5. The method according to claim 1, characterized in that, The rate limiting rules and the routing rules can be dynamically configured.
6. The method according to claim 1, characterized in that, The method further includes: triggering a circuit breaker when the target cluster is under high load or in a fault state, blocking all pending requests to the target cluster.
7. The method according to claim 1, characterized in that, The method further includes: when parsing the target index from the legitimate request fails, routing the legitimate request to a random node in the target cluster.
8. The method according to claim 1, characterized in that, When performing a cluster version upgrade or cluster migration, the steps of performing traffic replication and dual-write on the legitimate requests according to preset routing rules further include: According to the traffic replication nodes / clusters in the routing rules, the legitimate request is distributed to the traffic replication nodes / clusters; If the legitimate request is a write request, the business data of the legitimate request is written to the dual-write node / cluster according to the dual-write node / cluster in the routing rules.
9. The method according to claim 1, characterized in that, The method further includes logging and monitoring metrics, including at least one of CPU utilization, memory usage, interface QPS, request success rate, average response time, and slow query percentage.

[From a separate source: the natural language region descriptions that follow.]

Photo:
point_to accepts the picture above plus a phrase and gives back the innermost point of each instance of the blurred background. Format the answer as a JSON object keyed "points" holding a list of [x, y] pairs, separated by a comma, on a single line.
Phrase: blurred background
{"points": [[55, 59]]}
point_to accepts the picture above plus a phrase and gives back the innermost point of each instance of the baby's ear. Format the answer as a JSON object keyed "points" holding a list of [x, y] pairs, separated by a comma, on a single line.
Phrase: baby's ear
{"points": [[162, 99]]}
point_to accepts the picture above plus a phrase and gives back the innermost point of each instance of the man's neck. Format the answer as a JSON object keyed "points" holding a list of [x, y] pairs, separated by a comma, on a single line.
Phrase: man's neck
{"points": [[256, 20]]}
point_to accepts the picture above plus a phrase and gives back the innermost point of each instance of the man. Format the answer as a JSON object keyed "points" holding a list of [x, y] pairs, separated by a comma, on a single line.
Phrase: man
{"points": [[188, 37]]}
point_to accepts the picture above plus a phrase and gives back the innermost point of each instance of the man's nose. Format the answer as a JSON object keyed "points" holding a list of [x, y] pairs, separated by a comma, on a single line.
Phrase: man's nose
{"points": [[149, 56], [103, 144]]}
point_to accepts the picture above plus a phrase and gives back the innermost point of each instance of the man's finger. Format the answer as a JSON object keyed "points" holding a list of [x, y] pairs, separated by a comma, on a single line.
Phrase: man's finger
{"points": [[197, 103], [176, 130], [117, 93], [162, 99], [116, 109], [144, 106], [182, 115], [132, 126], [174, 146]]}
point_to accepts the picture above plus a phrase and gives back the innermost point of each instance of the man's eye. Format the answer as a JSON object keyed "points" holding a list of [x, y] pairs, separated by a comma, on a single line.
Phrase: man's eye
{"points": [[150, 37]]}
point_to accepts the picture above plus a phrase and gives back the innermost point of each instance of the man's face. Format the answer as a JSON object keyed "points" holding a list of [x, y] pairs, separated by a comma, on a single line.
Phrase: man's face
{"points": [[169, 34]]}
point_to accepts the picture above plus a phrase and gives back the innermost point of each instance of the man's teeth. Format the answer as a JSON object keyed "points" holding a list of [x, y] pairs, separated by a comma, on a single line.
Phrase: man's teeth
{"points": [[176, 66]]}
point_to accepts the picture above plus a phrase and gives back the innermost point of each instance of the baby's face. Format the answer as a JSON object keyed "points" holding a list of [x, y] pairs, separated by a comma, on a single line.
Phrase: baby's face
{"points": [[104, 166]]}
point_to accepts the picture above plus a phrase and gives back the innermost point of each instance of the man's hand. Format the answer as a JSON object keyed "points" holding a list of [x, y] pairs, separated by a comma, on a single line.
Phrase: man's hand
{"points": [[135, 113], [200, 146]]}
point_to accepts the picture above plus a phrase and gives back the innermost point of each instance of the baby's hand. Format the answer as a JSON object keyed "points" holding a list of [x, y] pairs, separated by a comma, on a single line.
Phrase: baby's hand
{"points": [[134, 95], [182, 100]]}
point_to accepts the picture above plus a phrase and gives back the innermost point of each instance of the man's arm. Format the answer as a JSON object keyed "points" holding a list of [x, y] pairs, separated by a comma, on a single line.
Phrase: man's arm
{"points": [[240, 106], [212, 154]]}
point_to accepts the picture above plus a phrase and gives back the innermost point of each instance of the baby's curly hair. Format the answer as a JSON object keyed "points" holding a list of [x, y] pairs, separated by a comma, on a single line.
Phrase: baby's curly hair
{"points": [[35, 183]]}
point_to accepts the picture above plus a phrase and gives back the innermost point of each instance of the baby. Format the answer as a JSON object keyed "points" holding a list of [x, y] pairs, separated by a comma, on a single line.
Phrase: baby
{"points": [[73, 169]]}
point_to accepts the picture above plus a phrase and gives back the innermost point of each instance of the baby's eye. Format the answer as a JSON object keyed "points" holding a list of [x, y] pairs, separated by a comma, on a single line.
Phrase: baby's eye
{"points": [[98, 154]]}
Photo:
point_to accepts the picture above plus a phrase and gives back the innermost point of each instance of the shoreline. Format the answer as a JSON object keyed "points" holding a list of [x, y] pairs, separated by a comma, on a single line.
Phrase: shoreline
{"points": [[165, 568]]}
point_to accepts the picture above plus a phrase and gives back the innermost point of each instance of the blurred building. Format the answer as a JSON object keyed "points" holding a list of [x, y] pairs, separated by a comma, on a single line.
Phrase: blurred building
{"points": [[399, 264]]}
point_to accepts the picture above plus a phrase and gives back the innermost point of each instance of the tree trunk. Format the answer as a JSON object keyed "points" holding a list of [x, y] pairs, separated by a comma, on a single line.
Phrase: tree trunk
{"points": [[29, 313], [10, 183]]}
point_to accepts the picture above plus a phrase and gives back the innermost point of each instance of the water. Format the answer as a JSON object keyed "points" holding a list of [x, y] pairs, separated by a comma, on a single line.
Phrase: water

10. An application gateway for a distributed data cluster, characterized in that, include: The request intervention module is used to obtain the request to be processed and perform syntax conversion and optimization processing on the operation statement in the request to be processed, so that the request to be processed can be recognized by the target cluster and return fixed required fields. The operation of the request to be processed includes querying or writing to the target cluster. The traffic control module is used to detect the request content of the pending requests after they have been processed by the request intervention module in real time, intercept pending requests whose request content contains illegal operations and record them in the attack log, and filter out legitimate requests from the pending requests that have never been intercepted according to preset rate limiting rules. The query acceleration module is used to parse the target index from the legitimate request, route the legitimate request to the node where the target index is located in the target cluster, and cache the results of high-frequency queries so that the cached results can be returned directly when a duplicate query is received. The off-site disaster recovery module is used to perform traffic replication and dual writing on the legitimate requests according to preset routing rules when performing cluster version upgrades or cluster migrations.